Automated brain segmentation approaches are increasingly being used for decision support in routine clinical settings. While segmentation may be considered a “solved problem” in research, it is still challenging to assure reliable performance of automated tools in clinical settings, which is a crucial requirement for diagnostic tools. To ensure correct results, automated quality control procedures are of vital importance, but they are often difficult to implement or time-consuming to run. We propose a simple and fast fully automated method to detect segmentation errors, and we evaluate its performance to detect skull-stripping-errors using results of two different brain segmentation algorithms on a large multicenter dataset. Results show that the method is able to detect skull-stripping-errors with high specificity.
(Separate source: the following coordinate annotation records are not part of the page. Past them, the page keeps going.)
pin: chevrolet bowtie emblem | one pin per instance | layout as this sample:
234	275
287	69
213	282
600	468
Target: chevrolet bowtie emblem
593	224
The workflow is illustrated in Figure 1. The skull-stripped input image is first registered to a reference image in a template space. Here, the ICBM 2009c atlas4 was used as reference, and full affine transforms were employed5,6. Affine registration was deliberately chosen to prevent the registration from “correcting” the segmentation errors to be detected. Using the obtained transform, a binary mask of the image is transformed into the template space where it is compared to a reference mask by means of similarity metrics. Figure 2 shows the procedure using an example case. Dice coefficient and Hausdorff distance (HDD) were employed due to their complementary sensitivity to segmentation errors; in principle, however, depending on the use case, also other similarity metrics could be applied. Test data was used to define cutoff values for both metrics to classify segmentations as good or bad. The intended use for the pipeline was to reject failed segmentations prior to visual review. Thus thresholds were selected to optimize specificity and minimize false positives.
To evaluate the performance of the pipeline, 364 3D-MP-RAGE (TR=2300ms,TI=900ms,matrix-size=240x256x176;voxel-size=1×1×1mm3) and 3D-FLAIR scans (TR=5000ms,TI=1800ms,240x256x176;voxel-size=1×1×1mm3) were acquired from 181 subjects (146 MS patients, 35 healthy controls) from ten institutions using different 3T scanners (MAGNETOM Verio,Skyra,Prisma,Prismafit,Trio,Vida and BIOGRAPH mMR, all Siemens Healthcare,Erlangen,Germany) covering a large variety of brain size and anatomy. The standardized images were collected as part of the Multiple Sclerosis Partners Advancing Technology and Healthcare Solutions (MS PATHS) project7.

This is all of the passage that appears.